Foreign Minister Bilawal Bhutto Zardari’s visit to Iraq is significant in the context of bilateral relations and finding ground with Muslim states globally. Pakistan’s relationship with Iraq after the US-Iraq war has been virtually non-existent—besides the perfunctory connection, there has not been much contact. But it looks like the government is attempting to change this since the beginning of 2023.
Overtures were initially made in January, and the FM’s visit is an important step forward in only six months since the last engagement. Importantly, it is positive to see that agreement has already been voiced on opening a Pakistani consulate in Najaf. Having diplomatic representation is a fundamental step in improving bilateral ties and allowing for cultural, economic and social exchanges between two states.
The next step in improving ties is to allow for more travel between the two countries, and the two MOUs signed to enable cultural exchange and remove visa restrictions on diplomatic and official passports will naturally help achieve this. Allowing Shia Muslims from Pakistan to visit sites in Iraq such as Karbala on a pilgrimage is also an important move that should help movement between the two countries even further.

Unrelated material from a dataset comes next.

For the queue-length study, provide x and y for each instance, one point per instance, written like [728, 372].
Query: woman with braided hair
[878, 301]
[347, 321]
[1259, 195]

Naturally, there are also mutual concerns to figure out, such as resolving the cases of Pakistanis imprisoned in Iraq for minor crimes without documentation. The government has a responsibility to identify this issue bilaterally and look to secure the rights of all Pakistani citizens, even those that have been imprisoned abroad.
Finally, there are always avenues to explore for trade that can help both countries profit. 2021’s numbers show that Iraq exported commodities worth an estimated $106 million to Pakistan, while Pakistan sent goods worth $44.3 million the other way. Around 80 percent of Iraq’s exports to Pakistan consisted of petroleum products while Islamabad sent agricultural products the other way. It is important to expand this connection and allow for greater trade and mutual benefits.